【全豪オープン】青山修子/柴原瑛菜―ガウフ/ペグラ

オーストラリアン・オープンの女子ダブルス準決勝で、青山と柴原が挑む相手はガウフとペグラ。シングルスでも結果を残す選手たちであり、特にペグラは好調を維持している。そんな強敵に対して、アオシバ組は果敢に攻め込んだ。今大会では、これまでのパターンとは逆に青山が後ろ、柴原が前というフォーメーションの方がポイントを挙げていたが、この試合に限っては本来の形が生きていた。つまり、青山のポーチが冴えわたっていたということだ。

今大会序盤では試合中にトレーナーを呼ぶこともあった柴原は、おそらくベストな状態ではなかったのだろう。それでも、時折迷いを感じさせるプレーになりながらも、気持ちでは負けないという意識がWOWOWオンデマンドの配信映像からも、しっかり伝わってきた。日頃からポイントを決めた際には「オイ!」という感じの声を出す柴原だが、この日は絶叫に近い発声が続く。ポイント間でも、青山に引っ張られる若手というポジショニングを完全に卒業し、雰囲気も作っていたようだ。
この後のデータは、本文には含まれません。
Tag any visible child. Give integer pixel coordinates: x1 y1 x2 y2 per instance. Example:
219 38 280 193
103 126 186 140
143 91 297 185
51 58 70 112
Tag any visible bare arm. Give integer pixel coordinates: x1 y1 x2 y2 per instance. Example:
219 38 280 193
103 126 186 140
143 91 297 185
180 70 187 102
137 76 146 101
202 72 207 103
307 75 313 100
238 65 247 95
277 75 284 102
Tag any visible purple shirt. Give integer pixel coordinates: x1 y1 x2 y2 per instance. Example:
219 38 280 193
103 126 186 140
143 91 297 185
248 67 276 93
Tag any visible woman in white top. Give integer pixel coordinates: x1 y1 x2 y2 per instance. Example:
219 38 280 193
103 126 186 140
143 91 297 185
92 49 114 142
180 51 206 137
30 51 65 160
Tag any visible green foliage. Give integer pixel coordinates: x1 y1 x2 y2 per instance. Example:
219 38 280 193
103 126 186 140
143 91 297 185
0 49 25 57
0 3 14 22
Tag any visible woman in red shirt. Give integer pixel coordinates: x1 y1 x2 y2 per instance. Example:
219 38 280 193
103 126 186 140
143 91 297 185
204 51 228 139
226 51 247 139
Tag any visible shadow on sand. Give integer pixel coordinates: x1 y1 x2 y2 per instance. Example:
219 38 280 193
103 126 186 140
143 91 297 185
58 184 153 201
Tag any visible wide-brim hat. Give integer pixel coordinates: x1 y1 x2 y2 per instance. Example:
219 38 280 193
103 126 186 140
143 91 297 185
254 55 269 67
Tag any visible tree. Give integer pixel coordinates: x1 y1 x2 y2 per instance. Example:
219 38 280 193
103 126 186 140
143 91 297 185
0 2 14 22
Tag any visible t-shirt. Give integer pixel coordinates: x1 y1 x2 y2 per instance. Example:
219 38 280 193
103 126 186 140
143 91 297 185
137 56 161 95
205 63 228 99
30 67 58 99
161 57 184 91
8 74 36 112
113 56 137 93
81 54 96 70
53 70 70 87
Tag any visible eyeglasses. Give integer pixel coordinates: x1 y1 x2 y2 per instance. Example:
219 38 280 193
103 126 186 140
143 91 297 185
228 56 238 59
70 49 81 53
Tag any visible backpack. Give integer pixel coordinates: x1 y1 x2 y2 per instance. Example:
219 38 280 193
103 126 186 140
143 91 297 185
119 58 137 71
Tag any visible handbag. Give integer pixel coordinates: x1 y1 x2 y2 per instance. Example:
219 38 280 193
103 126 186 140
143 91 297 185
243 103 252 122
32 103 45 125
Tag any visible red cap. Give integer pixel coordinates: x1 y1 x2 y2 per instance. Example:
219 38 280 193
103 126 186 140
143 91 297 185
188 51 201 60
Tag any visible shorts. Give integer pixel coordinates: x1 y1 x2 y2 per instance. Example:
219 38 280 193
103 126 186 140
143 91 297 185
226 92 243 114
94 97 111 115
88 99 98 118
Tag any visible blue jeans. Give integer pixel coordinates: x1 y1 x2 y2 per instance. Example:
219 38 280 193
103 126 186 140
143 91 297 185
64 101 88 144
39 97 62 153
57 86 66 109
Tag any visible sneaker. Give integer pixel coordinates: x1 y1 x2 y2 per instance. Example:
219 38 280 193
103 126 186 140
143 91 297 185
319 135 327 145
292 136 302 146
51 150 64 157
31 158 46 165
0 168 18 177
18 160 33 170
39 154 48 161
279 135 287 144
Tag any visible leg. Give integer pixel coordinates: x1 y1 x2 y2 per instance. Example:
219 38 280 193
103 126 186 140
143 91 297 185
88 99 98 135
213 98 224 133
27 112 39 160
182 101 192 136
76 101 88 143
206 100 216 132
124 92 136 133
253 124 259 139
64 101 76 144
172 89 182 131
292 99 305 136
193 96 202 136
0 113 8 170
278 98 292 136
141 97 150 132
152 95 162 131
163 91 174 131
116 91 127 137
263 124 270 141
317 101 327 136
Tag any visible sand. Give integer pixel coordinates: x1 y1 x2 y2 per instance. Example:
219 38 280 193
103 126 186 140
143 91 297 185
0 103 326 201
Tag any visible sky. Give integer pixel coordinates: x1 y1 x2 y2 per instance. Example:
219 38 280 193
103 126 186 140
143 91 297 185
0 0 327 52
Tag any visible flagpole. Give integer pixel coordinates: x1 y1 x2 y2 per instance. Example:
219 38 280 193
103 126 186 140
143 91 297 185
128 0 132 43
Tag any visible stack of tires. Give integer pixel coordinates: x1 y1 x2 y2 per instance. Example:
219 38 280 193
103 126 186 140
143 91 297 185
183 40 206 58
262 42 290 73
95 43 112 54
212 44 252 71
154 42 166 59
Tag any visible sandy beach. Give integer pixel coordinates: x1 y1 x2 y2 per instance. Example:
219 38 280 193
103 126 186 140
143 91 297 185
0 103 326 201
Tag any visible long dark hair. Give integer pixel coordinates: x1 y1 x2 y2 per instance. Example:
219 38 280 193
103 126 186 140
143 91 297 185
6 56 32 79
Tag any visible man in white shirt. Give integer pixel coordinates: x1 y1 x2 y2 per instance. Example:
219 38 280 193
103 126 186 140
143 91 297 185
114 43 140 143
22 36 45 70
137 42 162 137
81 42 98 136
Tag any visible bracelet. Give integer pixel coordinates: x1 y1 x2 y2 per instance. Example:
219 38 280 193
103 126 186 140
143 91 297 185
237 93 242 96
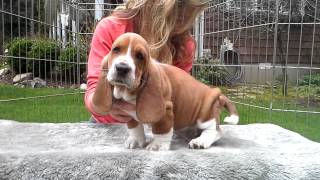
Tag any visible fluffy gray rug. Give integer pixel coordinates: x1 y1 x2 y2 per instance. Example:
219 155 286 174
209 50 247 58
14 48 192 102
0 120 319 180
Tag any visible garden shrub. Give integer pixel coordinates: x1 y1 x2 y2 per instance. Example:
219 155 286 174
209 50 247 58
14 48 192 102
28 39 60 78
58 46 87 81
300 74 320 86
192 57 227 85
5 38 33 74
5 38 60 78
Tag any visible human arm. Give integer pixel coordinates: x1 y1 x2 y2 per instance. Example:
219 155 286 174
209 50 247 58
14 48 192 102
84 17 134 123
173 35 196 73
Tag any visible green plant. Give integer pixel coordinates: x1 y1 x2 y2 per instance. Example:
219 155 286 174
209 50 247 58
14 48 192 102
27 39 60 78
5 38 60 78
193 57 227 85
300 74 320 86
58 46 87 81
5 38 33 74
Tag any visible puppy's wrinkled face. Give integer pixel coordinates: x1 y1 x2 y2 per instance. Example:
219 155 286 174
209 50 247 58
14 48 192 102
106 33 150 90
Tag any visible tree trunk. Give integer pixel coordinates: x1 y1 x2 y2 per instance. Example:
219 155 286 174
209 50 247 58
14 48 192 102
277 29 288 96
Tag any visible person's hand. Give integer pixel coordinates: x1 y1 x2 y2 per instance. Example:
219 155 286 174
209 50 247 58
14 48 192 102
109 100 136 123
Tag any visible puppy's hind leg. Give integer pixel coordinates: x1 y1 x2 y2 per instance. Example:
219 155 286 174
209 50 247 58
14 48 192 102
189 89 221 149
188 119 222 149
189 100 222 149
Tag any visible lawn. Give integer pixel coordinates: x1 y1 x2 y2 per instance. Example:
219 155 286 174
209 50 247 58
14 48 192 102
0 84 90 123
0 84 319 142
221 84 320 142
230 103 320 142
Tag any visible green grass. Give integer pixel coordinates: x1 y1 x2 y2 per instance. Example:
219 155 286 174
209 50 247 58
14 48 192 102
0 84 90 123
0 84 319 142
220 85 320 142
222 103 320 142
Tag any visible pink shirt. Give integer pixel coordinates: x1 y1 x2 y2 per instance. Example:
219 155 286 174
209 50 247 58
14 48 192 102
85 16 196 124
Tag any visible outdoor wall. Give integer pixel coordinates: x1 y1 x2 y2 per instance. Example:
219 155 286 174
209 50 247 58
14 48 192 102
202 21 320 84
204 26 320 65
241 63 320 85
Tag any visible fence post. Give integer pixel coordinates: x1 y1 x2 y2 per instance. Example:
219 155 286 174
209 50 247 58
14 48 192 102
95 0 103 21
194 14 199 61
199 11 204 59
194 11 204 60
76 2 81 122
270 0 280 121
193 11 204 76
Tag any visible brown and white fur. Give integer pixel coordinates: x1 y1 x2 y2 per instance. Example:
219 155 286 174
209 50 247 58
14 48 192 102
92 33 239 151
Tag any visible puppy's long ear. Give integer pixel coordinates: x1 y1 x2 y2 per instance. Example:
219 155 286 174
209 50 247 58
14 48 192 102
91 55 113 115
136 61 166 123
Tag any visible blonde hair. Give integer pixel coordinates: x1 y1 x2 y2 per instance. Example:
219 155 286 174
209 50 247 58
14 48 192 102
112 0 207 64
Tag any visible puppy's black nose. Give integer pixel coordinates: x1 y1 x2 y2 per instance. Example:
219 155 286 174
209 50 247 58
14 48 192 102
115 62 131 75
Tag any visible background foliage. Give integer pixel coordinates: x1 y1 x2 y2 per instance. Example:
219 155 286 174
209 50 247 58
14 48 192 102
5 38 87 80
193 57 227 85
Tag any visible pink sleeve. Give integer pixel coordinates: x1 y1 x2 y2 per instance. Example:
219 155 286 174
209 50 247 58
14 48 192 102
174 36 196 73
84 18 126 124
183 37 196 72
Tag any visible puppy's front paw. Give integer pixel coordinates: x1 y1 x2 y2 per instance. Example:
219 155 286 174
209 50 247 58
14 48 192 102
146 129 173 151
146 140 170 151
125 124 146 149
125 136 146 149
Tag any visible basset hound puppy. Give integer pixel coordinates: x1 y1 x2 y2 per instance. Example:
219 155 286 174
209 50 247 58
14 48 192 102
92 33 239 150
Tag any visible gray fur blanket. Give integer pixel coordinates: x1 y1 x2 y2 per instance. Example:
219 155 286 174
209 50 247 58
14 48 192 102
0 120 319 179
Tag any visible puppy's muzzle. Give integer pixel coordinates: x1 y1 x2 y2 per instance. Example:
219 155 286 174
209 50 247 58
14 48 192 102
115 62 131 76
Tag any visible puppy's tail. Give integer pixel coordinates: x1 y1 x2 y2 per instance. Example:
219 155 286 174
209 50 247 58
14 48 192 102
219 95 239 125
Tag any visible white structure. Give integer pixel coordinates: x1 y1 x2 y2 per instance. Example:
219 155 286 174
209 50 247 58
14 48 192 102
95 0 104 21
194 11 205 60
45 0 70 47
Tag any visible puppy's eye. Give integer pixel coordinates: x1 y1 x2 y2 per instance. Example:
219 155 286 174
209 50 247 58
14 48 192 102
112 46 120 53
135 52 144 60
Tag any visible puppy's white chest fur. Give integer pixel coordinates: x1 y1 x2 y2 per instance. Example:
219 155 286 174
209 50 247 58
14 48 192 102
113 86 140 121
113 86 136 101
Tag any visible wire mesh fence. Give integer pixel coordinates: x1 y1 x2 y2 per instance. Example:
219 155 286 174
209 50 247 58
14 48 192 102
192 0 320 141
1 0 90 122
0 0 319 141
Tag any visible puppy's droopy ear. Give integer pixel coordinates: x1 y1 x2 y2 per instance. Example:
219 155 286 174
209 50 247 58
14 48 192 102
91 55 113 115
136 62 166 123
そのことは試合後のインタビューで青山が語っている。

ガウフとペグラが後方に貼り付いて、二人の間を抜かれないような位置取りをしていた場面で、柴原が迷って打ち切れなかった後に青山がワイドに角度を変えてうまく落としたシーンこそは、二人のテニスの真骨頂だった。普段から低く構えて相手のサーブを待つ青山だが、その低さが一段と増していた点にも、青山の気合を感じた。いつもの「えい!」という掛け声はこの日も響いており、僕の中で青山はサムライにしか見えなくなっている。

決勝の相手は、最強と言ってよいクレイチコバとシニアコバ。簡単に勝てるような相手ではないが、今のアオシバならチャンスはあるはず。油断はしてくれそうもないが、慌てさせて流れをつかむことはできるだろう。